検察は「今回の事故は単純な事故ではなく、企業が利潤追求に血眼になって、非熟練労働者を不法派遣され、最小限の安全対策や教育もなく、納品日程に合わせるために無理に生産を強行したために発生した人災」で、「23人の大切な生命を失うなど、被害規模の面でも前例を探すのが難しい事件だ」とした。続けて「重大災害処罰法の立法趣旨に合うような企業活動をするように警戒心を高める次元でも、厳罰は避けられない」と検察は付け加えた。
検察は、アリセルが損害賠償額の支給を回避するために、軍納用二次電池の納品日程に合わせようと無理に生産量を増やしたことが事故の原因と見た。アリセルは実際の事故の約一ヶ月前から、未熟練の不法派遣労働者を従来の二倍の水準にまで増やし、一日の生産量も約二倍増やした。不法派遣労働者は、火災時の待避路案内など十分な安全教育を受けられないまま作業に投入された。遺族たちは、避難路だけでも事前に正確に案内されていれば、死亡者の規模を減らすことができたはずだと主張してきた。
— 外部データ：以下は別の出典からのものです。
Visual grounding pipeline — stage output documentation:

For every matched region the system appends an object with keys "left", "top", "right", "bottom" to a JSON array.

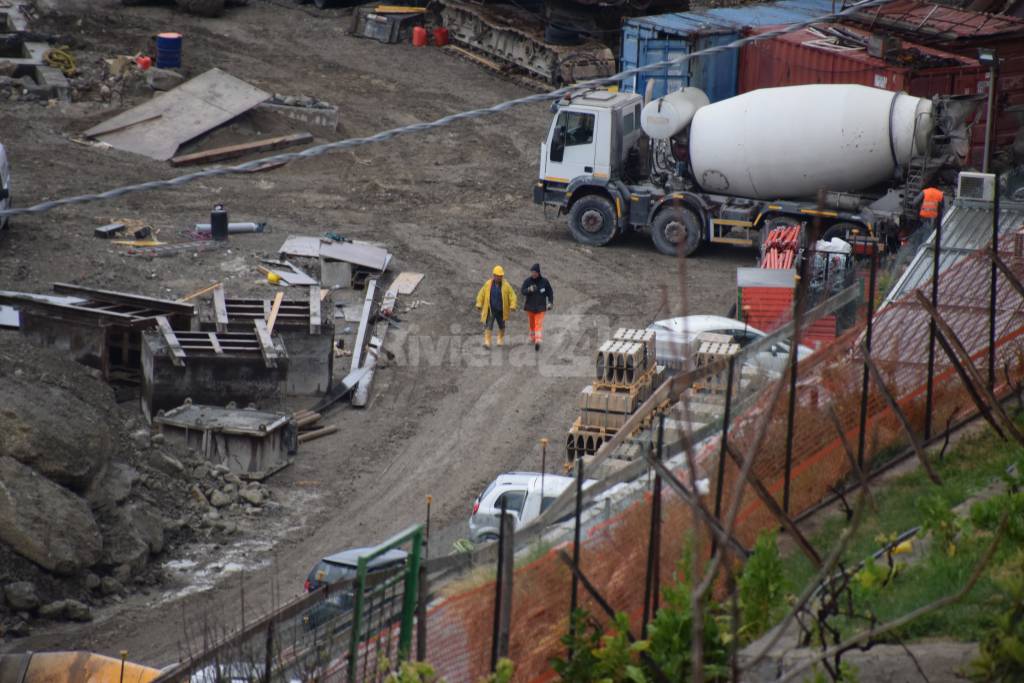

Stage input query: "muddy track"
[{"left": 0, "top": 0, "right": 751, "bottom": 664}]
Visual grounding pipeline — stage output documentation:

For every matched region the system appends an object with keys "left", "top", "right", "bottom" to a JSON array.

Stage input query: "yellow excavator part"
[{"left": 0, "top": 652, "right": 162, "bottom": 683}]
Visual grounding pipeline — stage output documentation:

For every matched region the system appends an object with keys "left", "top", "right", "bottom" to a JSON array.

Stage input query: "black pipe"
[
  {"left": 491, "top": 497, "right": 507, "bottom": 672},
  {"left": 712, "top": 357, "right": 735, "bottom": 554}
]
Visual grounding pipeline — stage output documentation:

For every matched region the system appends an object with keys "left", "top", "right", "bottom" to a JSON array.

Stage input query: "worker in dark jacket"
[{"left": 521, "top": 263, "right": 554, "bottom": 351}]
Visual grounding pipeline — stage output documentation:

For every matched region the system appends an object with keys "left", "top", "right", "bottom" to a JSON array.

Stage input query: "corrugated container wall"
[
  {"left": 737, "top": 24, "right": 990, "bottom": 161},
  {"left": 620, "top": 0, "right": 836, "bottom": 102}
]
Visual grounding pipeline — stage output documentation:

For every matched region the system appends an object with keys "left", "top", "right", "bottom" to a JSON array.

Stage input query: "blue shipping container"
[{"left": 620, "top": 0, "right": 836, "bottom": 102}]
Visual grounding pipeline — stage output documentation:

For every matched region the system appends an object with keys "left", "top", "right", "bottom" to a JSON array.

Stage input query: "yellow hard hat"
[
  {"left": 267, "top": 271, "right": 281, "bottom": 284},
  {"left": 492, "top": 265, "right": 504, "bottom": 277}
]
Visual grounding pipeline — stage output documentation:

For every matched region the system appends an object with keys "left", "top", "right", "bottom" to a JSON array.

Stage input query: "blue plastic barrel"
[{"left": 156, "top": 32, "right": 183, "bottom": 69}]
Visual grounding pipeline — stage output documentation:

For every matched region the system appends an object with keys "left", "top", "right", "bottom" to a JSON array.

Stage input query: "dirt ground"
[{"left": 0, "top": 0, "right": 752, "bottom": 664}]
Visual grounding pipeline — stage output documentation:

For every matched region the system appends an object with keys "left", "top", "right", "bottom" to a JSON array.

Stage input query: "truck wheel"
[
  {"left": 651, "top": 206, "right": 700, "bottom": 257},
  {"left": 568, "top": 195, "right": 617, "bottom": 246}
]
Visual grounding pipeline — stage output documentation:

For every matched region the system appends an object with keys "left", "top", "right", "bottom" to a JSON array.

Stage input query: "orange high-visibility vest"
[{"left": 920, "top": 187, "right": 944, "bottom": 219}]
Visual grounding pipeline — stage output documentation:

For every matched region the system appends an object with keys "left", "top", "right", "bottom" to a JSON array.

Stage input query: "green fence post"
[
  {"left": 348, "top": 558, "right": 369, "bottom": 683},
  {"left": 398, "top": 527, "right": 423, "bottom": 662}
]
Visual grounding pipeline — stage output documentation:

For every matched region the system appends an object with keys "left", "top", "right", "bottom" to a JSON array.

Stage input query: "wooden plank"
[
  {"left": 156, "top": 316, "right": 186, "bottom": 367},
  {"left": 320, "top": 288, "right": 331, "bottom": 302},
  {"left": 266, "top": 291, "right": 285, "bottom": 334},
  {"left": 253, "top": 319, "right": 278, "bottom": 369},
  {"left": 213, "top": 285, "right": 229, "bottom": 334},
  {"left": 208, "top": 332, "right": 223, "bottom": 354},
  {"left": 392, "top": 271, "right": 424, "bottom": 295},
  {"left": 52, "top": 283, "right": 194, "bottom": 316},
  {"left": 178, "top": 281, "right": 222, "bottom": 303},
  {"left": 309, "top": 286, "right": 322, "bottom": 336},
  {"left": 170, "top": 132, "right": 313, "bottom": 166}
]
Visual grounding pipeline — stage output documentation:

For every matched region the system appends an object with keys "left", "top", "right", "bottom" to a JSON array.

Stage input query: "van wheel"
[
  {"left": 568, "top": 195, "right": 617, "bottom": 246},
  {"left": 479, "top": 533, "right": 499, "bottom": 544},
  {"left": 651, "top": 206, "right": 701, "bottom": 257}
]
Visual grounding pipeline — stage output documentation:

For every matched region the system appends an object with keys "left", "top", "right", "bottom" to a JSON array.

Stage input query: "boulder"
[
  {"left": 85, "top": 573, "right": 101, "bottom": 591},
  {"left": 100, "top": 577, "right": 123, "bottom": 596},
  {"left": 85, "top": 462, "right": 139, "bottom": 509},
  {"left": 38, "top": 600, "right": 67, "bottom": 620},
  {"left": 239, "top": 487, "right": 263, "bottom": 506},
  {"left": 3, "top": 582, "right": 39, "bottom": 611},
  {"left": 0, "top": 457, "right": 103, "bottom": 575},
  {"left": 0, "top": 375, "right": 113, "bottom": 491},
  {"left": 64, "top": 600, "right": 92, "bottom": 622},
  {"left": 209, "top": 489, "right": 236, "bottom": 508},
  {"left": 99, "top": 503, "right": 165, "bottom": 568}
]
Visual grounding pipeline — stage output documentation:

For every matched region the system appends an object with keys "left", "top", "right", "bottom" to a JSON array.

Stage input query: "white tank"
[
  {"left": 686, "top": 84, "right": 933, "bottom": 199},
  {"left": 640, "top": 87, "right": 710, "bottom": 140}
]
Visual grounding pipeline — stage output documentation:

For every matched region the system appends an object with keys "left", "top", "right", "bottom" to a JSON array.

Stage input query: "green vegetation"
[
  {"left": 784, "top": 419, "right": 1024, "bottom": 644},
  {"left": 738, "top": 531, "right": 788, "bottom": 641}
]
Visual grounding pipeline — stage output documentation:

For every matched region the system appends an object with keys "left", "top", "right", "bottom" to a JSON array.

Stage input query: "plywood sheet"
[
  {"left": 392, "top": 271, "right": 424, "bottom": 295},
  {"left": 279, "top": 235, "right": 391, "bottom": 271},
  {"left": 85, "top": 69, "right": 270, "bottom": 161}
]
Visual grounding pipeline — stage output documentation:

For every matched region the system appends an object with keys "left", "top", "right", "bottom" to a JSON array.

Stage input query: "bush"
[{"left": 738, "top": 531, "right": 787, "bottom": 641}]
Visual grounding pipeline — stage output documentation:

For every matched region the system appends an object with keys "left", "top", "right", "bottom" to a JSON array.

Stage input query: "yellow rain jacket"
[{"left": 476, "top": 278, "right": 518, "bottom": 322}]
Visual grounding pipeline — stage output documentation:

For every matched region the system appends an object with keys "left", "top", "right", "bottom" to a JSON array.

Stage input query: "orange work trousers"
[{"left": 527, "top": 310, "right": 545, "bottom": 343}]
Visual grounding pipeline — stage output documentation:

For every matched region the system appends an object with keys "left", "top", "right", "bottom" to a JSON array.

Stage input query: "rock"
[
  {"left": 99, "top": 502, "right": 165, "bottom": 568},
  {"left": 113, "top": 564, "right": 132, "bottom": 583},
  {"left": 239, "top": 488, "right": 263, "bottom": 506},
  {"left": 209, "top": 489, "right": 236, "bottom": 508},
  {"left": 218, "top": 522, "right": 238, "bottom": 535},
  {"left": 38, "top": 600, "right": 67, "bottom": 620},
  {"left": 146, "top": 67, "right": 185, "bottom": 91},
  {"left": 100, "top": 576, "right": 123, "bottom": 596},
  {"left": 85, "top": 573, "right": 101, "bottom": 591},
  {"left": 65, "top": 599, "right": 92, "bottom": 622},
  {"left": 159, "top": 454, "right": 184, "bottom": 474},
  {"left": 85, "top": 462, "right": 139, "bottom": 509},
  {"left": 212, "top": 464, "right": 231, "bottom": 477},
  {"left": 192, "top": 463, "right": 210, "bottom": 480},
  {"left": 190, "top": 484, "right": 209, "bottom": 507},
  {"left": 4, "top": 582, "right": 39, "bottom": 611},
  {"left": 7, "top": 619, "right": 29, "bottom": 637},
  {"left": 151, "top": 433, "right": 165, "bottom": 446},
  {"left": 223, "top": 472, "right": 241, "bottom": 486},
  {"left": 0, "top": 375, "right": 113, "bottom": 491},
  {"left": 129, "top": 502, "right": 166, "bottom": 555},
  {"left": 131, "top": 429, "right": 152, "bottom": 449},
  {"left": 0, "top": 457, "right": 103, "bottom": 575}
]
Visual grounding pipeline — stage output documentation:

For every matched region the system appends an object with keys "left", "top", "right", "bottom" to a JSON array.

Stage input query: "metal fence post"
[
  {"left": 642, "top": 413, "right": 665, "bottom": 637},
  {"left": 857, "top": 243, "right": 878, "bottom": 469},
  {"left": 990, "top": 173, "right": 1001, "bottom": 391},
  {"left": 714, "top": 357, "right": 735, "bottom": 533},
  {"left": 568, "top": 458, "right": 584, "bottom": 660},
  {"left": 491, "top": 498, "right": 508, "bottom": 671},
  {"left": 925, "top": 213, "right": 942, "bottom": 440},
  {"left": 397, "top": 528, "right": 422, "bottom": 663}
]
検察は特にパク・スングァン代表に対して、「経営責任者でありながら犯行を否認し、刑事責任を免れるために他人に責任を転嫁している」と強調した。パク・スングァン代表がアリセルの実質的な経営責任者は自分ではなく息子のパク・ジュンオン本部長だと主張してきたことに、正面から反論したのだ。